While soul food originated in the South, soul food restaurants – from fried chicken and fish "shacks" to upscale dining establishments – are in virtually every African-American community in the nation, especially in cities with large African American populations, such as Chicago, New York, New Orleans, Los Angeles and Washington, DC.
Dishes and ingredients
Soul food uses a great variety of dishes and ingredients, some unique, some shared with other cuisines.
Chitterlings, or chitlins (the cleaned and prepared intestines of hogs, slow-cooked and often eaten with vinegar and hot sauce; sometimes parboiled, then battered and fried)
Cracklins (commonly known as pork rinds and sometimes added to cornbread batter)
Fatback (fatty, cured, salted pork used to season meats and vegetables)
Okra (African vegetable eaten fried in cornmeal or stewed, often with tomatoes, corn, onions and hot pepers; Bantu for okra is ngombo, which gives its name to the Creole/soul food dish "gumbo")
Succotash (originally, a Native American dish of yellow corn and butter beans, usually cooked in butter)
Sweet potatoes (often parboiled, sliced and then baked, using sugar, cinnamon, nutmeg and butter or margarine, commonly called "candied yams"; also boiled, then pureed and baked into pies)
Yams (not the botanical yam, but the sweet potato)
Other items
Biscuits (a shortbread similar to scones, commonly served with butter, jam, jelly, sorghum or cane syrup, or gravy; used to wipe up, or "sop," liquids from a dish)
Chow-chow (a spicy, homemade pickle relish sometimes made with okra, corn, cabbage, green tomatoes and other vegetables; commonly used to top black-eyed peas and otherwise as a condiment and side dish)
Cornbread (a short bread often baked in an iron skillet, sometimes seasoned with bacon fat)
Fried ice cream (Ice Cream deep frozen coated with cookies and fried)
Hot sauce (a condiment of cayenne peppers, vinegar, salt, garlic and other spices often used on chitterlings, fried chicken and fish – not the same as "Tabasco sauce", which has heat, but little flavor)
Sorghum syrup (from sorghum, or "Guinea corn," a sweet grain indigenous to Africa introduced into the U.S. by African slaves in the early 17th century; see biscuits); frequently referred to as "sorghum molasses"

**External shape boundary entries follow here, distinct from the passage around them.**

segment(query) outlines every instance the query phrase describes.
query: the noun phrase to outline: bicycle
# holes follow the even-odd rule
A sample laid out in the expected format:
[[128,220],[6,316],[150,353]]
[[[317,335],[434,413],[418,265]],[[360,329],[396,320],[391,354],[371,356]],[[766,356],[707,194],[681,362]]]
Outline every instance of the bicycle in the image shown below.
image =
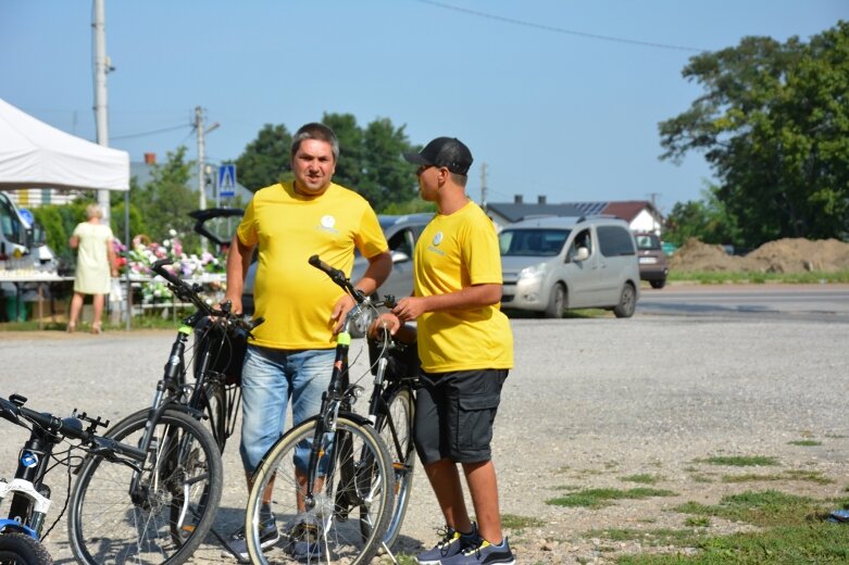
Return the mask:
[[[29,430],[29,439],[18,456],[15,478],[11,482],[0,479],[0,502],[12,494],[9,517],[0,519],[0,563],[47,565],[52,560],[41,540],[50,533],[65,511],[63,507],[55,522],[42,535],[45,518],[51,506],[50,487],[45,484],[47,473],[57,465],[65,465],[68,468],[67,489],[71,490],[71,468],[75,465],[71,453],[74,449],[84,450],[103,461],[124,464],[130,469],[137,469],[145,461],[145,452],[98,436],[98,427],[109,426],[109,422],[102,422],[100,417],[91,418],[74,410],[71,417],[59,418],[30,410],[24,405],[26,402],[27,399],[20,394],[10,395],[9,400],[0,398],[0,417]],[[88,423],[87,427],[84,427],[84,422]],[[79,444],[62,452],[64,459],[60,459],[53,450],[66,439],[78,440]]]
[[[200,288],[170,273],[167,264],[158,261],[151,269],[196,310],[177,330],[151,406],[107,434],[143,450],[145,466],[127,473],[90,457],[79,469],[68,536],[76,558],[89,565],[183,563],[210,531],[224,543],[212,529],[224,481],[221,453],[240,400],[239,354],[262,321],[245,321],[228,304],[210,306]],[[189,384],[186,350],[192,334],[196,380]]]
[[[372,304],[342,272],[328,266],[317,255],[310,258],[310,264],[353,297],[358,307],[348,313],[337,335],[330,382],[322,397],[319,414],[284,434],[253,474],[246,511],[246,541],[252,563],[339,561],[357,565],[369,563],[379,548],[387,549],[390,525],[395,527],[394,541],[409,502],[413,461],[412,389],[407,389],[409,381],[403,386],[390,385],[398,379],[387,378],[389,362],[385,354],[389,348],[382,348],[376,350],[385,361],[376,363],[375,374],[382,380],[370,403],[373,415],[365,417],[352,411],[364,390],[349,382],[350,328],[364,307],[384,303]],[[403,414],[403,422],[396,424],[390,405],[397,406],[396,414]],[[396,455],[390,454],[380,432],[391,438]],[[305,465],[296,463],[296,452]],[[397,487],[402,489],[400,508],[396,504]],[[283,541],[266,548],[261,540],[267,527],[260,519],[263,504],[271,504],[275,518],[285,525]],[[358,519],[349,520],[354,512],[359,512]],[[400,519],[392,520],[395,515]]]

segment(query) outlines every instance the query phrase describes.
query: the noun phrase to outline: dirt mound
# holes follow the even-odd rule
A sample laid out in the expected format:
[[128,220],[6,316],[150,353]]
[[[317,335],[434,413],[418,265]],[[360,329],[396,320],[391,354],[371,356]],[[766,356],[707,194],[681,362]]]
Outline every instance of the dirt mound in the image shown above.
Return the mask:
[[678,272],[835,273],[849,271],[849,243],[837,239],[778,239],[745,256],[729,255],[722,246],[689,239],[670,259]]

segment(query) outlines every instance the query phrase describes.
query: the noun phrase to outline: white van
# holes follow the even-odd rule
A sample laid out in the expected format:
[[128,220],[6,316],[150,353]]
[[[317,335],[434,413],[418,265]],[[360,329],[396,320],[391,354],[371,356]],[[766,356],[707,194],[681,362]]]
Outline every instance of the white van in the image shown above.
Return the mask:
[[622,219],[536,217],[499,234],[501,307],[563,317],[566,310],[601,307],[630,317],[639,293],[634,236]]

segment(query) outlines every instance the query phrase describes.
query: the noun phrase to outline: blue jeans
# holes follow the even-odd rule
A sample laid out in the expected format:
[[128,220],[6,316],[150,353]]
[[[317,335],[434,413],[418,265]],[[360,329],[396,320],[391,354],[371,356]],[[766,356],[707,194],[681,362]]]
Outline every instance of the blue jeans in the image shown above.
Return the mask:
[[[292,426],[319,413],[335,356],[333,349],[289,351],[248,346],[241,372],[239,445],[247,473],[254,472],[265,452],[283,436],[290,398]],[[307,468],[309,455],[309,447],[296,451],[299,468]]]

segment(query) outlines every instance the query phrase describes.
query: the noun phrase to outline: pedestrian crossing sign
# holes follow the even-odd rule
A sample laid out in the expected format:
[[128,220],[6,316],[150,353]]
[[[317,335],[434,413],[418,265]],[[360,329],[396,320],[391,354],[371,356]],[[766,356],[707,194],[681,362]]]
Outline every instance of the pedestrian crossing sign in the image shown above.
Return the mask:
[[229,163],[219,166],[219,194],[233,197],[236,190],[236,165]]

Watermelon (brought to the New World by African slaves)
Health
Traditionally, as noted above, soul food is cooked and seasoned with pork products, and fried dishes are usually cooked with either lard or hydrogenated vegetable oil ("shortening" or "Crisco"), which is a trans fat. Unfortunately, frequent consumption of these ingredients without significant exercise or actvity to work the calories off often contributes to disproportionately high occurrences of obesity, hypertension, cardiac/circulatory problems and/or diabetes in African-Americans, often resulting in a shortened lifespan. More modern methods of cooking soul food include using more healthful alternatives for frying (liquid vegetable oil or canola oil) and cooking/stewing using smoked turkey instead of pork.